Bonus 200 euro, cosa devi pensare se non ti arrivano subito i soldi

Per alcune categorie il bonus 200 euro arriverà già nel mese di giugno: ma c’è una spiegazione per questo

Che il bonus 200 euro, voluto dal governo Draghi come contributo una tantum, arriverà a tutti nel mese di luglio non è cosa del tutto sicura. E’ stato infatti reso noto dall’Inps che in alcuni casi questo sostegno sarà versato già per il mese di giugno. Parliamo però di categorie di lavoro particolari.

Come ormai tutti ben sanno, il bonus 200 euro è un contributo al quale ha diritto una vasta platea di beneficiari. Tra questi abbiamo lavoratori dipendenti, autonomi pensionati e anche disoccupati. Servirà presentare un’autocertificazione nella quale si attesta di essere in possesso di tutti i requisiti per accedere all’indennizzo, ma probabilmente da questa dichiarazione saranno esentati i dipendenti del settore pubblico.

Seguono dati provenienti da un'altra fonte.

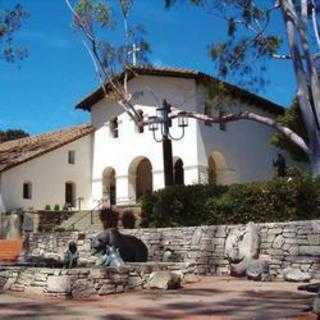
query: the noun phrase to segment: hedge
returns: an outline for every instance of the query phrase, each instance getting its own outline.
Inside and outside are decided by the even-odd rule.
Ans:
[[[150,227],[319,219],[320,179],[172,186],[144,196],[141,205]]]

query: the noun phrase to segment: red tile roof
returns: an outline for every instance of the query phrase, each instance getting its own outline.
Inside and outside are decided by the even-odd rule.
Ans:
[[[1,143],[0,172],[56,150],[93,131],[94,128],[86,124]]]
[[[203,83],[224,83],[225,86],[229,89],[229,93],[240,100],[252,103],[256,107],[269,111],[271,113],[280,115],[284,113],[284,108],[270,100],[262,98],[254,93],[251,93],[247,90],[241,89],[237,86],[234,86],[230,83],[220,81],[208,74],[190,70],[190,69],[181,69],[181,68],[162,68],[162,67],[149,67],[149,66],[141,66],[141,67],[131,67],[129,71],[128,79],[132,79],[137,75],[149,75],[149,76],[158,76],[158,77],[176,77],[176,78],[187,78],[194,79],[198,82]],[[115,76],[115,79],[121,80],[124,77],[124,72]],[[108,88],[108,84],[106,84]],[[104,96],[104,91],[100,87],[90,93],[87,97],[85,97],[82,101],[80,101],[77,105],[77,109],[82,109],[86,111],[90,111],[91,107],[101,100]]]

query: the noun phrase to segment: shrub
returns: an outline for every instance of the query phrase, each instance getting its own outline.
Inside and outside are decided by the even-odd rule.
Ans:
[[[142,199],[153,227],[320,218],[320,179],[296,175],[228,187],[169,187]]]
[[[50,210],[51,210],[51,206],[50,206],[50,204],[47,204],[47,205],[44,207],[44,210],[46,210],[46,211],[50,211]]]
[[[207,216],[204,203],[226,190],[226,187],[216,185],[171,186],[145,195],[141,200],[142,211],[150,226],[200,225]]]
[[[117,228],[119,222],[119,213],[112,208],[103,208],[99,211],[99,218],[103,228]]]
[[[54,205],[54,211],[60,211],[60,205],[55,204]]]
[[[125,210],[122,214],[122,226],[125,229],[134,229],[137,218],[131,210]]]

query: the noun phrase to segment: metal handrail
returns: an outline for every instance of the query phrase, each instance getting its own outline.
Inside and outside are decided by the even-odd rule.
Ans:
[[[98,208],[103,204],[103,202],[104,202],[104,199],[99,200],[99,201],[98,201],[98,204],[97,204],[93,209],[91,209],[90,211],[88,211],[88,212],[87,212],[84,216],[82,216],[80,219],[78,219],[78,220],[76,220],[75,222],[73,222],[70,227],[72,227],[73,230],[75,230],[75,225],[76,225],[77,223],[79,223],[81,220],[85,219],[89,214],[90,214],[90,223],[91,223],[91,225],[93,225],[93,213],[94,213],[96,210],[98,210]]]

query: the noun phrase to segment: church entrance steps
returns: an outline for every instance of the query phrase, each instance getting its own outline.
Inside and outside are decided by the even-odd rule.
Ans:
[[[83,211],[38,211],[24,214],[24,228],[28,232],[99,232],[110,227],[110,212],[104,210]],[[138,205],[112,206],[111,226],[133,228],[141,220],[141,207]],[[127,224],[126,224],[127,223]],[[132,224],[131,226],[128,223]]]

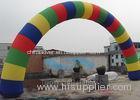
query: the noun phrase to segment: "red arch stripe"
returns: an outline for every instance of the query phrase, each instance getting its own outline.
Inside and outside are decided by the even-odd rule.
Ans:
[[[100,17],[100,7],[97,5],[93,5],[93,13],[89,19],[96,21],[99,17]]]
[[[56,5],[52,6],[51,8],[57,14],[59,23],[65,21],[67,19],[67,10],[64,7],[64,5],[56,4]]]
[[[35,44],[26,36],[18,34],[12,44],[12,47],[27,54],[28,51],[32,51],[34,49]]]
[[[111,33],[115,32],[119,28],[120,25],[121,24],[119,23],[119,21],[115,18],[113,23],[109,27],[107,27],[107,30]]]
[[[125,58],[135,55],[136,54],[135,46],[132,45],[130,48],[122,50],[122,54]]]

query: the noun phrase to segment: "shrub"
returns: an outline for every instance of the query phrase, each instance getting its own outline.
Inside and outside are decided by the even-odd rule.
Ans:
[[[104,75],[106,72],[106,67],[105,66],[100,66],[96,68],[98,75]]]
[[[73,71],[76,72],[76,73],[79,73],[79,72],[80,72],[80,68],[74,67],[74,68],[73,68]]]

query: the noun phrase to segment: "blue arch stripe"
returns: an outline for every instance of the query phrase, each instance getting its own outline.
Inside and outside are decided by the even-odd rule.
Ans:
[[[28,37],[35,44],[37,44],[42,37],[41,32],[34,25],[32,25],[30,23],[27,23],[23,27],[23,29],[19,32],[19,34],[22,34],[22,35]]]
[[[130,48],[133,45],[131,39],[129,38],[126,42],[119,44],[121,50]]]
[[[72,19],[76,15],[76,7],[73,2],[62,3],[67,10],[67,19]]]
[[[23,93],[23,81],[0,80],[0,93],[4,97],[17,97]]]
[[[109,27],[113,23],[114,19],[115,19],[115,17],[112,14],[108,13],[108,16],[107,16],[105,22],[103,23],[103,26]]]
[[[128,77],[131,80],[140,80],[140,70],[133,71],[133,72],[128,72]]]

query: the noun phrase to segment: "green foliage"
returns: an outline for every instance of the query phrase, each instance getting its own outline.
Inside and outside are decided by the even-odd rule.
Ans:
[[[98,75],[104,75],[106,72],[106,67],[104,65],[96,68]]]

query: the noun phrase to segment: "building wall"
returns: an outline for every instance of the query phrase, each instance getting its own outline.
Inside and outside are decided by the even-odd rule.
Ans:
[[[0,57],[5,57],[11,47],[11,43],[0,43]]]
[[[110,43],[109,46],[104,47],[104,52],[105,53],[108,53],[108,52],[111,52],[111,51],[120,51],[120,48],[119,48],[119,46],[116,42]]]
[[[111,55],[111,65],[112,66],[123,66],[122,63],[124,63],[124,60],[122,58],[122,55],[119,53],[116,53],[114,55]]]
[[[10,47],[10,43],[0,43],[0,59],[5,59]]]
[[[79,60],[87,73],[93,73],[96,67],[107,66],[107,57],[105,55],[84,55],[84,56],[58,56],[44,58],[45,70],[52,69],[53,73],[57,73],[59,69],[63,69],[65,74],[73,72],[75,61]]]
[[[27,66],[27,73],[43,72],[43,56],[31,55]]]
[[[7,56],[7,53],[11,47],[11,43],[0,43],[0,72],[3,67],[3,62]]]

Bonus 200 euro, come funziona per questi casi particolari

Cerchiamo quindi di capire nel dettaglio chi è che ha diritto a beneficiare dell’incentivo già per giugno. Ha spiegato tutto l’Inps nel messaggio 2505 del 21 giugno, affermando che la retribuzione spetterà già a partire da questo mese per chi ha rapporti di lavoro particolari. Ci riferiamo ad esempio al part time ciclico o quando nel Ccnl si prevede lo slittamento del pagamento della retribuzione al mese successivo.

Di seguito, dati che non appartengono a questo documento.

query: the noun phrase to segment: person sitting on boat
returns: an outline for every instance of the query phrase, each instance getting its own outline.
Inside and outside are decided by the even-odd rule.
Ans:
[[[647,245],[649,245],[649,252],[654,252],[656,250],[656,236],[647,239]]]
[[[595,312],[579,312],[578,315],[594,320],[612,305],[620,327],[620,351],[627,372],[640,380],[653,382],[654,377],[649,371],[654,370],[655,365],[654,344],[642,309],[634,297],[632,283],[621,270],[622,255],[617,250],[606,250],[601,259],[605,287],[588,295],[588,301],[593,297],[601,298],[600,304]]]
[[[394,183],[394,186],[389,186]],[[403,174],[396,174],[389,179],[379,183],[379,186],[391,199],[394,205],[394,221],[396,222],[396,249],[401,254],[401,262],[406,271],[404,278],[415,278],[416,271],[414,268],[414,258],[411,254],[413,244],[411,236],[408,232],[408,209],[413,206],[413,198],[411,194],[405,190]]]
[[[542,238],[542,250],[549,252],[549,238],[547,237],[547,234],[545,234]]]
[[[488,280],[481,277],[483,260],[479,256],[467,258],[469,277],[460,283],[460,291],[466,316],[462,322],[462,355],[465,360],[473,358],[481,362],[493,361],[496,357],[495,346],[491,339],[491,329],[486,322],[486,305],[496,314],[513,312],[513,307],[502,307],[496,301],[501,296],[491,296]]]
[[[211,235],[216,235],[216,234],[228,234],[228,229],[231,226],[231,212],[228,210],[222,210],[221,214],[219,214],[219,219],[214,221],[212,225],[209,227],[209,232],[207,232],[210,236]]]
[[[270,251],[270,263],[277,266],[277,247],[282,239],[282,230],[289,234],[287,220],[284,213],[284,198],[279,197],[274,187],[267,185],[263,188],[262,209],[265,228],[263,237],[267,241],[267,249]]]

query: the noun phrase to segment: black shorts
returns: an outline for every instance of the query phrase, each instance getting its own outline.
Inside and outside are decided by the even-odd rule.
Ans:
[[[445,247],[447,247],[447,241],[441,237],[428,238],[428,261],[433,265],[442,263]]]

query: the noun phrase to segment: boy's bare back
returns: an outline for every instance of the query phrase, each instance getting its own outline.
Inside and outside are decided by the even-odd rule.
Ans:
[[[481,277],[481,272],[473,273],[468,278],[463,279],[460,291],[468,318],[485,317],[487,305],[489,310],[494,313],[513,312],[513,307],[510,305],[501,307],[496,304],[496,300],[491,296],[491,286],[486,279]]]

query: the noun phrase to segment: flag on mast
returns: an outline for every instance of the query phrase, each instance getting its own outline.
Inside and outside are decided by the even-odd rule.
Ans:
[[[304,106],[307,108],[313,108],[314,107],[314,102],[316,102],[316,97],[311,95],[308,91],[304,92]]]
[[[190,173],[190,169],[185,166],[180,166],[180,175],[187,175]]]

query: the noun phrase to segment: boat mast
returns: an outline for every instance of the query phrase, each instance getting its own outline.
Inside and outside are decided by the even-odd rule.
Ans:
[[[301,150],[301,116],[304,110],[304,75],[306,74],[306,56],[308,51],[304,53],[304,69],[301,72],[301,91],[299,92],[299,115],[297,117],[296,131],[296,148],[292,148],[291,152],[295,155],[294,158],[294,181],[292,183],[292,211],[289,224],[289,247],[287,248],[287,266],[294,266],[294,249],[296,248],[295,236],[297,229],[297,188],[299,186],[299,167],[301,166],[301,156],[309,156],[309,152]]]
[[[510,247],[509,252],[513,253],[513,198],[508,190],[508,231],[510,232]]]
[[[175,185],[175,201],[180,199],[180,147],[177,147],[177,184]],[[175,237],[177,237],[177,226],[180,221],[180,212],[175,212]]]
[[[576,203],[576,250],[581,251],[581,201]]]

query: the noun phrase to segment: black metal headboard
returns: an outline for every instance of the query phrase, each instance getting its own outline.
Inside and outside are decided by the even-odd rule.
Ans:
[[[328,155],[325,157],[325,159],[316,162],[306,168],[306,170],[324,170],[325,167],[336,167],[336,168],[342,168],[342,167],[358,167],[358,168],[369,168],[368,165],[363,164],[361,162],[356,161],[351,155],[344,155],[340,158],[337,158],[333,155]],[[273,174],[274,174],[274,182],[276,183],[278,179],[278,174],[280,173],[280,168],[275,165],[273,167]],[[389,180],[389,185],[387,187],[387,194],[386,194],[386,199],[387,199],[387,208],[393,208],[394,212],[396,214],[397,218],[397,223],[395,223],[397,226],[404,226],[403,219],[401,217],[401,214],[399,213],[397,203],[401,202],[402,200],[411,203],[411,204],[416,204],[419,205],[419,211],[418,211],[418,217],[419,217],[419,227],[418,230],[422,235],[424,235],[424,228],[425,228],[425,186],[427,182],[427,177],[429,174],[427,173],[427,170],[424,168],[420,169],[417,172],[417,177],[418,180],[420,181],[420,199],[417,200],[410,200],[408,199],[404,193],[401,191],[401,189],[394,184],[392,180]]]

In tal caso ecco che il bonus 200 euro arriverà con la retribuzione di competenza di giugno, la quale sarà però pagata nel mese successivo. C’è anche la precisazione da parte dell’Inps sul fatto che il sostegno deve essere erogato “anche laddove la retribuzione di competenza di luglio 2022 risulti azzerata in virtù di eventi tutelati”.

Si può quindi definire che, aldilà dell’effettiva competenza, l’erogazione arriverà a tutti nello stesso periodo, ovvero nel mese di luglio. L’Inps va poi anche a dare alcuni chiarimenti per i datori di lavoro che intendano recuperare le somme erogate ai dipendenti.